Unless, therefore, there is something in the defendant’s additional affidavits or in the counter affidavits offered by the plaintiff, to weaken the showing made by the affidavit on the former motion, it follows that the defendant was entitled to a reduction upon his present *490application. The findings above referred to, of the trial court, purport to represent the total showing upon which the order here appealed from was based, but in our opinion they do not present the appellant’s showing as strongly as the allegations of the various affidavits before the court would seem to have warranted. But we will assume that such findings correctly show the plaintiff’s financial status at the time of the hearing, except that it should have been made to appear thereby that the plaintiff had fathed to get any other than temporary employment for a number of years, and this at a salary such that nearly four-fifths of the same was consumed by the alimony paid to the defendant, and that he had diligently and continuously tried to get steady employment, and further that his condition was not- due to any intent or attempt to defraud the respondent or to evade the payment of alimony to her, and, finally, that he was, at the time of the application, forty-nine years old. We will likewise assume that the finding as to the financial situation of the respondent fairly represents the showing made by the parties, and that she is as fully dependent as ever she was upon her allowance of alimony, though here again it might well have been made to appear, from the proofs before the court, that two of the four children, the custody and care of whom were awarded to the respondent by the divorce judgment, had, since such judgment, become of age, one, moreover, being self-supporting and the other partly so. But even upon the finding made, we think that the trial court erred in denying the defendant relief; for it is apparent that the plaintiff could not have been legally awarded the sum as alimony which is here involved, if the defendant’s financial condition had been the same then as it was at the time this application was made.

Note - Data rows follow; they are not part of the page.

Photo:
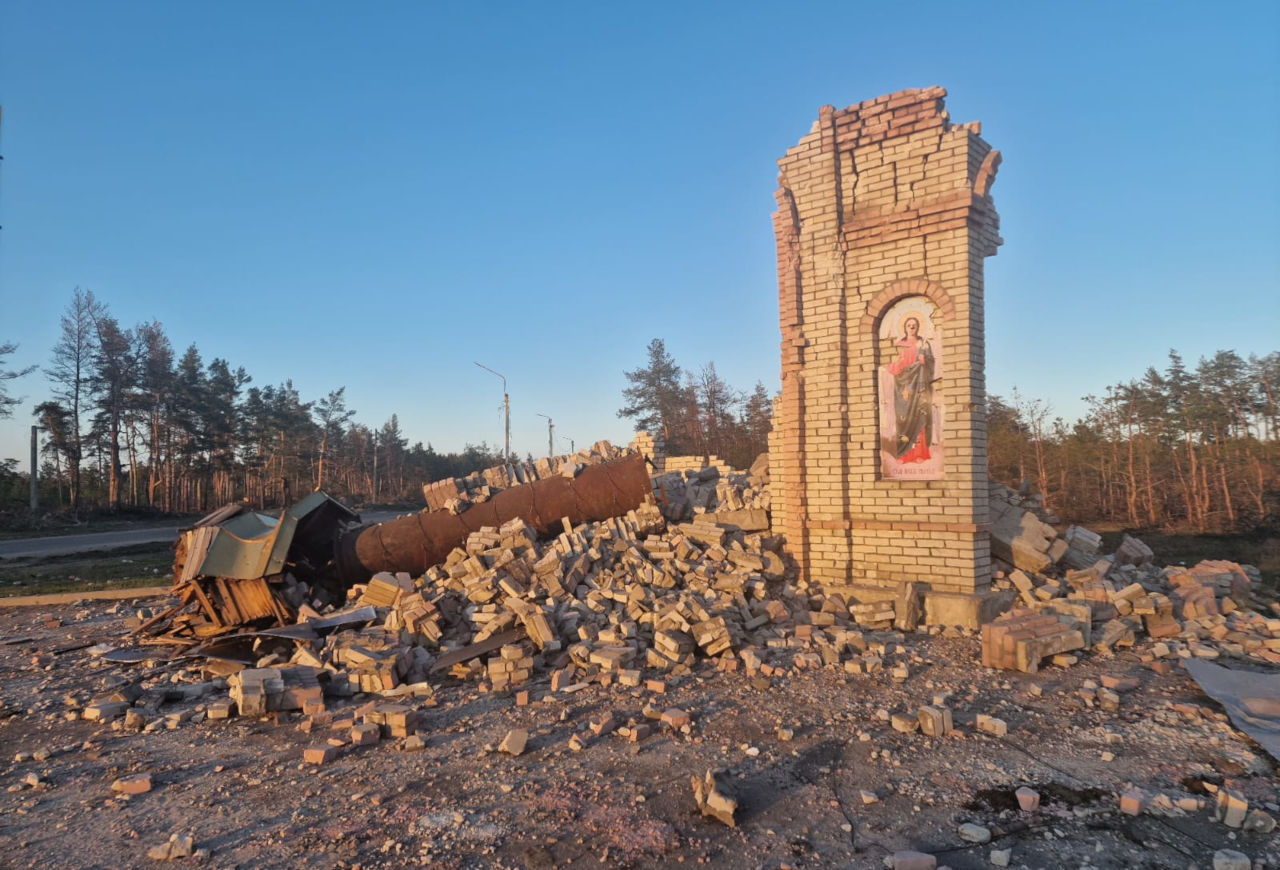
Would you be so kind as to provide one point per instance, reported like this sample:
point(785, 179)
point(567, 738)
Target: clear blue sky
point(378, 195)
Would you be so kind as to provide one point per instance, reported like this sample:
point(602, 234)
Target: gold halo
point(922, 319)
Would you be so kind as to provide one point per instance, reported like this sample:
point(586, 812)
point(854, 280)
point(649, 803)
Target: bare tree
point(7, 401)
point(68, 372)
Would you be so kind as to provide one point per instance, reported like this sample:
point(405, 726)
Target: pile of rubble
point(457, 494)
point(740, 498)
point(1070, 598)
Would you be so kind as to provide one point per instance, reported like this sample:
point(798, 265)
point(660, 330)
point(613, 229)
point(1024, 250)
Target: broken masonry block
point(714, 800)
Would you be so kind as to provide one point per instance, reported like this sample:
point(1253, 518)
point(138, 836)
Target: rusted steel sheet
point(417, 541)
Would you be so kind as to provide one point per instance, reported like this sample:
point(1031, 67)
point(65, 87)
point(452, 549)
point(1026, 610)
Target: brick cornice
point(900, 526)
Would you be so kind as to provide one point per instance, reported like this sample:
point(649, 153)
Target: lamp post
point(551, 436)
point(506, 410)
point(35, 485)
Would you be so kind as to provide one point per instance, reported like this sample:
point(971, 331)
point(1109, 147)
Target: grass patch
point(127, 567)
point(22, 523)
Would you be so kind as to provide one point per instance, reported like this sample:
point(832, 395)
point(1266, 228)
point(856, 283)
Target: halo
point(922, 317)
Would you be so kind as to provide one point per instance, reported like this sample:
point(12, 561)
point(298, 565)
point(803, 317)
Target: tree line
point(132, 424)
point(1182, 449)
point(696, 413)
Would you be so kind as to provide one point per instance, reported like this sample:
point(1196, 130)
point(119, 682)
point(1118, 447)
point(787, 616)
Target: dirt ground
point(241, 788)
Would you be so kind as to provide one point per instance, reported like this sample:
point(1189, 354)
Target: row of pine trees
point(129, 424)
point(132, 424)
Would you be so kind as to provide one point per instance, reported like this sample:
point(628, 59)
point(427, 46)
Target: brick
point(319, 754)
point(135, 784)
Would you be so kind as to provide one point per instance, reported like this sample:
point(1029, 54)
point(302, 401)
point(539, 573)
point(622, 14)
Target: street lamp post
point(506, 410)
point(551, 436)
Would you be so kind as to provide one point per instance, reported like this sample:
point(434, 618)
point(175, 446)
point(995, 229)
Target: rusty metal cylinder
point(416, 541)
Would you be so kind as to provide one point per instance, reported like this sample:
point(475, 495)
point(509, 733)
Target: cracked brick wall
point(883, 216)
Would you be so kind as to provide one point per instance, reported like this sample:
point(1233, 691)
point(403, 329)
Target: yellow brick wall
point(881, 201)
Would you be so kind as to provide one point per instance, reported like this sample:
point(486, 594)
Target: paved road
point(60, 545)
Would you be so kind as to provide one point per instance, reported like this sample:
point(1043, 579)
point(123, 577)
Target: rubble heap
point(457, 494)
point(1070, 598)
point(740, 498)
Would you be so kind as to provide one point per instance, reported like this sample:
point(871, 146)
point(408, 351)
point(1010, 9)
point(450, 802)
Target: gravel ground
point(821, 777)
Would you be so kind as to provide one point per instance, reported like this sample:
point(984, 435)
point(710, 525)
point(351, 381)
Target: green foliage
point(1178, 449)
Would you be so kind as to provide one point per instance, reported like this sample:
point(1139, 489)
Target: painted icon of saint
point(913, 394)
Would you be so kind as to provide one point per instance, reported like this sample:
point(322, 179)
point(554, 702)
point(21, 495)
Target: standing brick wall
point(883, 206)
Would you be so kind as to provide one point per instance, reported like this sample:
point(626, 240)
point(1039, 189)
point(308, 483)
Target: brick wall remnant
point(878, 452)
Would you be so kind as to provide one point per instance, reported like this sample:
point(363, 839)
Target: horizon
point(369, 198)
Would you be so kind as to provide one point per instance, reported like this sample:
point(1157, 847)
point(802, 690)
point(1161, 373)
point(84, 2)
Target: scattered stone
point(319, 754)
point(1132, 801)
point(1028, 798)
point(910, 860)
point(1232, 809)
point(714, 800)
point(1258, 823)
point(515, 741)
point(179, 846)
point(135, 784)
point(992, 726)
point(1226, 859)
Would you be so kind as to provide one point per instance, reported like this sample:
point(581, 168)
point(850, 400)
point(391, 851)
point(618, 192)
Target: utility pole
point(506, 410)
point(35, 485)
point(551, 436)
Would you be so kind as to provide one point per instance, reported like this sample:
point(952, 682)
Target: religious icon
point(910, 410)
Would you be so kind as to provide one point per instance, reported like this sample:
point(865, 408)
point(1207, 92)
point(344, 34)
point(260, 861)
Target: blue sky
point(374, 196)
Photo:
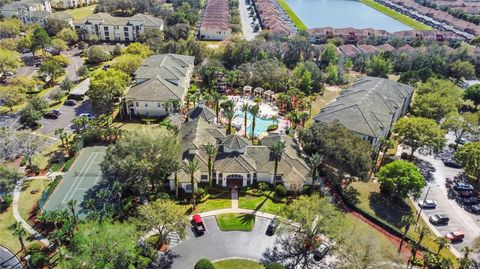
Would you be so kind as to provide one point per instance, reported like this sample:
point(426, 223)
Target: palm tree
point(254, 110)
point(244, 108)
point(216, 99)
point(190, 167)
point(211, 151)
point(315, 161)
point(63, 136)
point(176, 167)
point(277, 149)
point(228, 105)
point(406, 222)
point(442, 243)
point(230, 115)
point(465, 262)
point(20, 232)
point(422, 232)
point(71, 206)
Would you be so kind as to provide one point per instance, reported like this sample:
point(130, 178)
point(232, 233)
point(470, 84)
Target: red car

. It does not follow, however, that the respondent’s allowance is to be entirely cut. off, or that it is even to be reduced to the figure specified in the appellant’s motion for reduction. The appellant’s prospects are to be considered (Muir v. Muir, [Ky.] 4 L.R.A.(N.S.) 909, and note), and alimony may be awarded even in the face of a showing of total lack of present property and income. 2 Am. & Eng. Enc. (2d Ed.) 123; Snedeger v. Kincaid, 22 Ky. L. R. 1347; Canine v. Canine, 13 Ky. L. R. 124.

*491Upon the showing made, therefore, including the admission of undisclosed resources involved in the appellant’s offer to pay $2,400 a year, we deem it equitable and just that he should be required to pay $3,000 annually to the respondent as alimony, in lieu of the $5,000 which he has heretofore been under obligation to pay.

Other contentions urged upon this appeal were fully disposed of on the former appeal, and need not here be discussed.

Ordered that the order appealed from be and it is hereby reversed, and that the cause be remanded with instruction to modify the original judgment herein as to alimony, so as to reduce .the amount to be paid annually by the defendant to the plaintiff, in equal quarterly payments, from $5,000 to $3,000.